Simple — labor is cheap and plentiful in China, which is attractive to Big Pharma.
Also, regulations are more lenient in China than the United States, which makes it a “friendlier” manufacturing environment.
This exportation of pharmaceutical manufacturing is a problem that has been exposed by the COVID-19 crisis and a major governmental hearing held last year. Both instances have brought this issue into the spotlight.
Rosemary Gibson, Senior Advisor at the Hastings Center, exposed the serious risks facing the United States due to our over reliance on China for our pharma-ceuticals.
She pointed out that our country’s health security was in jeopardy and cited something surprising to me — we can no longer make penicillin. She related that our country’s last U.S. penicillin fermentation plant closed in 2004. She went on to disclose that a cartel was formed by Chinese companies who conspired to sell penicillin at below market price on the global market, driving all United States companies out of business.
Another of Gibson’s unveilings was that the United States no longer can manufacture generic antibiotics. We have allowed this capability to erode and are limited in making drugs to combat illnesses that are threats.
However, Congressional help is on the way.
This exposure has prompted congressional action by Senator Marsha Blackburn (R-TN) who introduced S. 3432, the Securing America’s Medicine Cabinet Act, on March 10. It is a bi-partisan measure that is moving through Congress, hopefully rapidly.
The stated purpose of this legislation is to support the advanced manufacturing technologies program of the Food and Drug Administration, to establish National Centers of Excellence in Advanced Pharmaceutical Manufacturing, and for other purposes.
This measure requires the Federal Drug Administration (FDA) to approve drug manufacturing technologies expeditiously so drug shortages are not encountered or created by bureaucracy. The legislation also establishes pharmaceutical manufacturing centers of excellence so we can create a more qualified workforce. The development of technologies will also be encouraged in order to help manufacturers produce more drugs as well as active pharmaceutical ingredients in the United States.

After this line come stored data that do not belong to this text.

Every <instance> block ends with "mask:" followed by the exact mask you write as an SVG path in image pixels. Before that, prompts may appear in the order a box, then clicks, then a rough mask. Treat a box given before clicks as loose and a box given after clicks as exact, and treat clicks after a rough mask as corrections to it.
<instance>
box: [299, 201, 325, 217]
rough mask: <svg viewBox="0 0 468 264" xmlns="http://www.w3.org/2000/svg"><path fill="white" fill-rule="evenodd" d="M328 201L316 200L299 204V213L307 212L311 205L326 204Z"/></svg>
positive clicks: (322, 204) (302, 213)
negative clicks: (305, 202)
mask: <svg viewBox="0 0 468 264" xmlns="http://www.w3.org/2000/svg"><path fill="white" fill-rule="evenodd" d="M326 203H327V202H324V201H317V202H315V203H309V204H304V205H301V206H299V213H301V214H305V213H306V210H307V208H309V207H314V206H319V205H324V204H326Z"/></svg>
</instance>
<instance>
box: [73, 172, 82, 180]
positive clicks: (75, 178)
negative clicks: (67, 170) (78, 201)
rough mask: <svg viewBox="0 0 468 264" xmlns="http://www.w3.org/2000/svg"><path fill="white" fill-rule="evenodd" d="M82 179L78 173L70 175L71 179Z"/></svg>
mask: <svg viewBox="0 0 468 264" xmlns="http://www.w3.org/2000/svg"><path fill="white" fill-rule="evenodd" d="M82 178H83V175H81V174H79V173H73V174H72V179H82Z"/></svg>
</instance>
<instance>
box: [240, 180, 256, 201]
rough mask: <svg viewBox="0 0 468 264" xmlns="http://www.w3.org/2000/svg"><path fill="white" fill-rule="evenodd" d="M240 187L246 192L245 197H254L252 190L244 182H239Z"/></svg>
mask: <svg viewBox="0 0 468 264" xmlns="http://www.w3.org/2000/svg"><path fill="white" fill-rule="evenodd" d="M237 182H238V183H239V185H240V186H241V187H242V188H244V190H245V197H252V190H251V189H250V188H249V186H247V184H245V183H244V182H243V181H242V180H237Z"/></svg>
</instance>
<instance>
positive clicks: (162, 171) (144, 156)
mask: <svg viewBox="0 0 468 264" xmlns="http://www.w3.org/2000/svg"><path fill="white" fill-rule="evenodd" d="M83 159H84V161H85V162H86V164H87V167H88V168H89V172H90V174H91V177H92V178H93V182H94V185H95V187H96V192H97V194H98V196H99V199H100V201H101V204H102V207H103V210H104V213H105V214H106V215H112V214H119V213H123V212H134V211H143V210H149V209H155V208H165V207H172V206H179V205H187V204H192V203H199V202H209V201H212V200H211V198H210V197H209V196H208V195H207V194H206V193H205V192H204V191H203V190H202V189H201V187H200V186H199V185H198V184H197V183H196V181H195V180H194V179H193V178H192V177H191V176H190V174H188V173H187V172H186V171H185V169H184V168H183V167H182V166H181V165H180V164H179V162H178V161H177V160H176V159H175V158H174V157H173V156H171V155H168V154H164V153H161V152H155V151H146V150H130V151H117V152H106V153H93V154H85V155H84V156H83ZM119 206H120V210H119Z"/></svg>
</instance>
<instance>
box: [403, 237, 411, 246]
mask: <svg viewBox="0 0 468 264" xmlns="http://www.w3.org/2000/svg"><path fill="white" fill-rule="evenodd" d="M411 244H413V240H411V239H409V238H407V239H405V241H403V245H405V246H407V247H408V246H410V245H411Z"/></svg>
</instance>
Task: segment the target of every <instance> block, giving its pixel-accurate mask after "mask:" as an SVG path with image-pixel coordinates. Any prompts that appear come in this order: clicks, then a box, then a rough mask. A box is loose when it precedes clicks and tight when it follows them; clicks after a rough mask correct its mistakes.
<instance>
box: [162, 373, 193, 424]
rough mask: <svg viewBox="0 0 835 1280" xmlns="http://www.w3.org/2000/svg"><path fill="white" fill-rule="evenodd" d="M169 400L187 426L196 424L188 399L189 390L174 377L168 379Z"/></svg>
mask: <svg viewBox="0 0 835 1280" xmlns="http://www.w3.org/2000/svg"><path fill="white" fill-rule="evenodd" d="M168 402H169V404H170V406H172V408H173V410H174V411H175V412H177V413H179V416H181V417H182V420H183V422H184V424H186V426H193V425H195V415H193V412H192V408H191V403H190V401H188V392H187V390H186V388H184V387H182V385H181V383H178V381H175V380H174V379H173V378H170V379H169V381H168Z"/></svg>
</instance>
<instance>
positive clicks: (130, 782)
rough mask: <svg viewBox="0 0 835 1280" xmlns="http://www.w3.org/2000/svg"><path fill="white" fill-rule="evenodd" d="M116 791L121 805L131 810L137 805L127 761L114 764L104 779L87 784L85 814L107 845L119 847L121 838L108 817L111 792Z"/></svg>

One of the things supporters of S. 3432 point out is how the coronavirus pandemic has shown we run a major risk of having drug shortages which could be catastrophic, just like the issue of oil shortages a few years back. Opponents of the bill (Big Pharma) contend higher labor prices and excessive regulations will cause higher drug prices.
It is encouraging that Congress has recognized the problem and is attempting to correct it. Hopefully, the correction will come sooner rather than later before we have a nationwide crisis arise.
Another encouraging occurrence is the rapid mobilization of companies moving to develop a COVID 19 vaccine. This action shows how we can achieve a positive momentum when we work together as a united country rather than engaging in incessant and non-productive political squabbling.
We need to use the same positive resolve and speed to change pharmaceutical labels to “Made in America.”